Cubs enter 2nd straight NLCS ready for more
SAN FRANCISCO (AP) -- Donning fresh postseason victory gear, the Chicago Cubs gathered on the mound and posed for a group photo. They jumped up and down, saluted the fans cheering "Cub-bies!" behind the visiting dugout and then took the party inside.
Step One in their October quest? Check.
Yet every one of manager Joe Maddon's men recognizes the task ahead. The club with baseball's best regular season record at 103-58 is being counted on to end a 108-year championship drought and all the pent-up frustration in the Windy City.
Chicago is headed back to the NL Championship Series for a second straight year, eager to erase the memory of a four-game sweep to the New York Mets a season ago. Once Matt Moore's stellar night was complete for San Francisco, the Cubs rallied with a four-run ninth in a 6-5 victory Tuesday night that eliminated the Giants in Game 4 of their NL Division Series.
The same Giants who had won the World Series in every even year this decade -- 2010, '12 and '14 -- and had succeeded in 10 straight postseason games when facing elimination.
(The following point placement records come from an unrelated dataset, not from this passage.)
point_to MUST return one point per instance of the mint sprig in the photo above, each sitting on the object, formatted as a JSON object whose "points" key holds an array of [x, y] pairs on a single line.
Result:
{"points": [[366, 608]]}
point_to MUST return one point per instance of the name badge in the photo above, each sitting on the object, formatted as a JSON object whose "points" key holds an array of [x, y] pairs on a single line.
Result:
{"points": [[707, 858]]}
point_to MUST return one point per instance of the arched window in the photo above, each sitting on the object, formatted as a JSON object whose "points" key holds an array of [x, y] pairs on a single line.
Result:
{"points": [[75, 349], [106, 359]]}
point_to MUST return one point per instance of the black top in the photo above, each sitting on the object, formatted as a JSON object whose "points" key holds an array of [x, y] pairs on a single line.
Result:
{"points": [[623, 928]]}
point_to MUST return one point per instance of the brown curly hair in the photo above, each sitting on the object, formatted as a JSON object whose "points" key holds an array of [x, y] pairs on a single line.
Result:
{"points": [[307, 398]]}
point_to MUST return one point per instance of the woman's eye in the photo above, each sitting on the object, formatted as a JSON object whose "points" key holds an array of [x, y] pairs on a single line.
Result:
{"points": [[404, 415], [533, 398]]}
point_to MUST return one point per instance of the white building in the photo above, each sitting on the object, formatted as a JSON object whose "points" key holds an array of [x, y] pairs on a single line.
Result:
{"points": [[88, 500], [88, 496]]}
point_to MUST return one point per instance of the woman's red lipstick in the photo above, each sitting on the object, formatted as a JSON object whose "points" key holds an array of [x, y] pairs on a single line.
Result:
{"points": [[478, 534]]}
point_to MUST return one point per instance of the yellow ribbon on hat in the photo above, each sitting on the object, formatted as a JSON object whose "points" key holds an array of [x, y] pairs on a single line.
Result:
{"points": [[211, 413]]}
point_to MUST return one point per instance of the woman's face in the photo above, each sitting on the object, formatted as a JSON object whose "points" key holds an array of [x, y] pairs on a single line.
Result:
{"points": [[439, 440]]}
"This is a special group," Maddon said. "It's pretty easy when you want to have kids act like kids. Listen, but you see them on the field, they play. We play hard. I think we play it right."
Blue-clad loyalists stuck around the ballpark long after the final out, cheering and singing for the team favored to win the World Series from the start. The fans waited about an hour before finally heading for the exits.
Now, the Cubs go home to wait out Thursday's Game 5 of the Dodgers-Nationals series and have a couple of days to rest their legs before Saturday's NLCS opener.
Maddon will likely hand the ball to veteran left-hander Jon Lester in Game 1 at Wrigley Field because he wasn't needed in a potential Game 5.
Chicago hasn't been to the World Series since 1945, the year Billy Goat Tavern owner Billy Sianis supposedly placed his hex on North Siders.
No pressure, certainly not with this group that declines to feed the superstition chatter. No goat fear here, not with a roster packing the talent and the pluck to navigate the nerviest late-game situation.
"Nobody really cares in there about a curse or a goat or anything else," Lester said. "If we make a mistake, we're not going to blame it on a curse or anything else like that. We're going to blame it on ourselves and be accountable for it and move on to the next play or the next moment.
"We got too many young guys in there that don't even know what that stuff is," he added. "So, it's almost better to play naive and just go out and worry about us, worry about the Cubs and not anything else in the past or, like I said, any animals."
In the ninth, Javier Baez hit a go-ahead single after pinch-hitter Willson Contreras tied it with a two-run single. Flame-throwing closer Aroldis Chapman closed it out, rebounding after his blown save Monday cost Chicago in a 13-inning 6-5 loss.
"Since Day One, we came to play hard," Baez said.
Maddon and many others have spoken of the Cubs' commitment to playing all 27 outs. That resolve has become a defining characteristic for the players hoping to show Wrigleyville a party for the ages.
"This is big. This is really big. Anytime you do that with a group, it just does a lot for that particular group's confidence," said outfielder Ben Zobrist, who won a title with Kansas City last year. "Every group has to kind of find that identity. We did it during the season, but you still have to find that identity in the postseason as well.
"It proved to be true that that's the kind of team we have. Tonight we were able to put a good comeback together."